Stephen King: In an interview with The Washington Post two months before the election author Stephen King said he’d move to Canada if Trump became president. Stephen, make the move now!  It’s been decades since you wrote a book that didn’t seem like every other book you’ve written. Maybe a change of scenery will revive your imagination.

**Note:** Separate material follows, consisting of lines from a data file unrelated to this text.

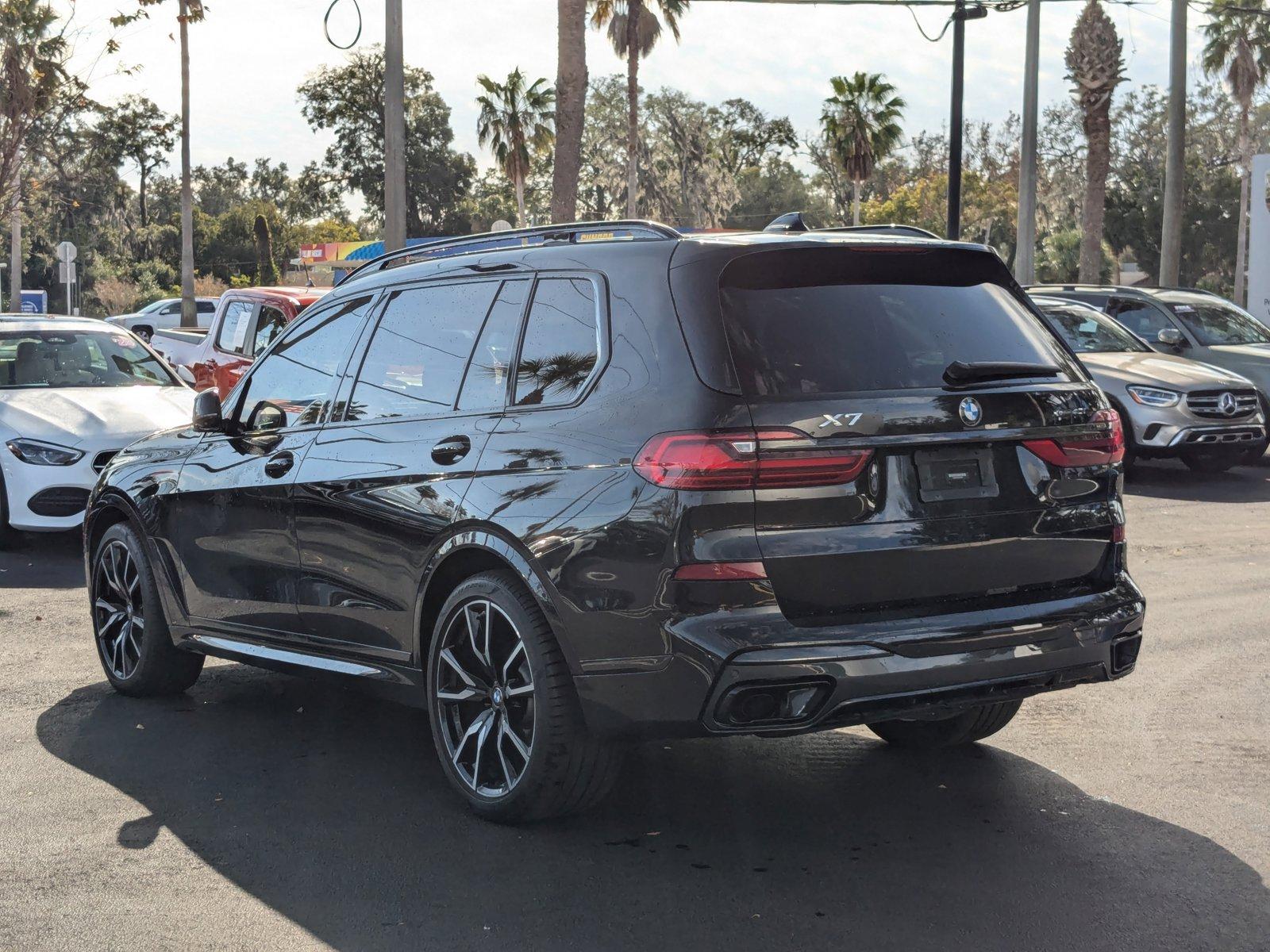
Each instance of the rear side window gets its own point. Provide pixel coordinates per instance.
(821, 321)
(1143, 319)
(486, 384)
(562, 343)
(421, 347)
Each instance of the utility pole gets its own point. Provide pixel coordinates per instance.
(16, 239)
(394, 130)
(956, 122)
(1026, 253)
(1175, 156)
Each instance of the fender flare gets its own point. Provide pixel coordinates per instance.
(492, 541)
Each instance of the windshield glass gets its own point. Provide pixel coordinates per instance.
(803, 323)
(1214, 323)
(1091, 333)
(78, 359)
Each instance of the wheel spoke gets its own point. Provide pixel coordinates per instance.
(448, 658)
(473, 635)
(516, 740)
(502, 758)
(516, 653)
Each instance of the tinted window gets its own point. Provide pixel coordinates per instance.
(1143, 319)
(793, 333)
(562, 343)
(289, 387)
(486, 384)
(234, 327)
(1217, 323)
(1089, 332)
(421, 347)
(268, 325)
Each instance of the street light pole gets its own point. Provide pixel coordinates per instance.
(394, 130)
(1026, 251)
(956, 122)
(1175, 155)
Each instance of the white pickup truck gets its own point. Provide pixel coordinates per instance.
(163, 315)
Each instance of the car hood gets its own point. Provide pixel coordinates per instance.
(1251, 361)
(93, 416)
(1159, 371)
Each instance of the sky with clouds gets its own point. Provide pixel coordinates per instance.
(249, 56)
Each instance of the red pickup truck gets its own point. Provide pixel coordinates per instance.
(245, 321)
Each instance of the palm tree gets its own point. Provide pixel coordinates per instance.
(1095, 65)
(634, 29)
(861, 126)
(571, 107)
(1237, 44)
(516, 122)
(187, 12)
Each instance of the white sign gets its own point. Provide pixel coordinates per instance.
(1259, 241)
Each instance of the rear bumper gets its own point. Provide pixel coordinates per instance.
(873, 673)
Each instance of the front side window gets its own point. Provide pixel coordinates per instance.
(816, 321)
(562, 343)
(51, 359)
(235, 325)
(486, 384)
(421, 347)
(290, 386)
(1217, 323)
(1091, 333)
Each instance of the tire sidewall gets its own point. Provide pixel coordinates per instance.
(533, 630)
(156, 630)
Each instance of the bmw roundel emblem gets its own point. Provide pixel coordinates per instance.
(971, 412)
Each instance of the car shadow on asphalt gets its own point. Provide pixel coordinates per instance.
(1160, 479)
(329, 806)
(42, 560)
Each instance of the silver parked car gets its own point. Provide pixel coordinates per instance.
(1206, 416)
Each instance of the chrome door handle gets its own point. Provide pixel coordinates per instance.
(279, 465)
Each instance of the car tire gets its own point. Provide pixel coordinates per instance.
(965, 727)
(130, 630)
(493, 643)
(8, 535)
(1213, 463)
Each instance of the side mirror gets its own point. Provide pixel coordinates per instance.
(207, 413)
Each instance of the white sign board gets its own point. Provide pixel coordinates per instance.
(1259, 241)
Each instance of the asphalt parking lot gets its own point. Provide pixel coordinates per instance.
(266, 812)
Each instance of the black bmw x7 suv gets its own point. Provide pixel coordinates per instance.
(575, 486)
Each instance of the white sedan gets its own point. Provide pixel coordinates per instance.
(73, 393)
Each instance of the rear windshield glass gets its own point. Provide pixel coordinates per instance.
(799, 327)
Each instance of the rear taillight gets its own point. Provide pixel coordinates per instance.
(1102, 451)
(745, 460)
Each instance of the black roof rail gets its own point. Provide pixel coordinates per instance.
(522, 238)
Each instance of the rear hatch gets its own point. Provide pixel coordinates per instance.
(982, 454)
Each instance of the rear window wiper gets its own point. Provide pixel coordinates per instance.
(959, 372)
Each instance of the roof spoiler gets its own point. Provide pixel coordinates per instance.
(793, 222)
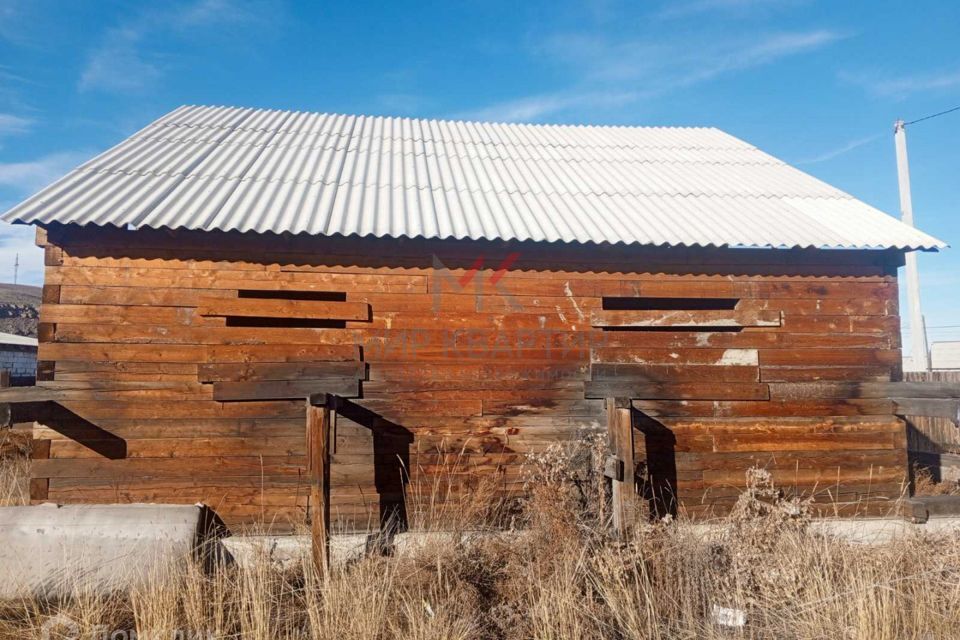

Alec Baldwin many people will celebrate this talent-less bully moving out of the country.  His only memorable acting role was in Glengarry Glen Ross. But after that brilliant performance, he seemed to rest on his laurels when he wasn’t bullying entertainment reporters. Even his SNL Trump imitation sucks.   Hey, Alec doesn’t expect them to give you coffee on the airplane. Remember what you said to Jack Lemmon “Coffee is for Closers.”

“Man Men,” actress Elisabeth Moss told Vaniity Fair where she would move if Donald Trump became president and she said, “I always wanted to live in Italy so that might be a good time.” Please, folks, don’t tell Ms. Moss that Italy agrees with President Trump on the Issue of Illegal immigration. Oh yes, Liz, you will love Italy.

 

Well,  what do you say folks?  No one forced you to make the promise, but you made it. Stop teasing America. Keep your vow and “get the hell out of Dodge.”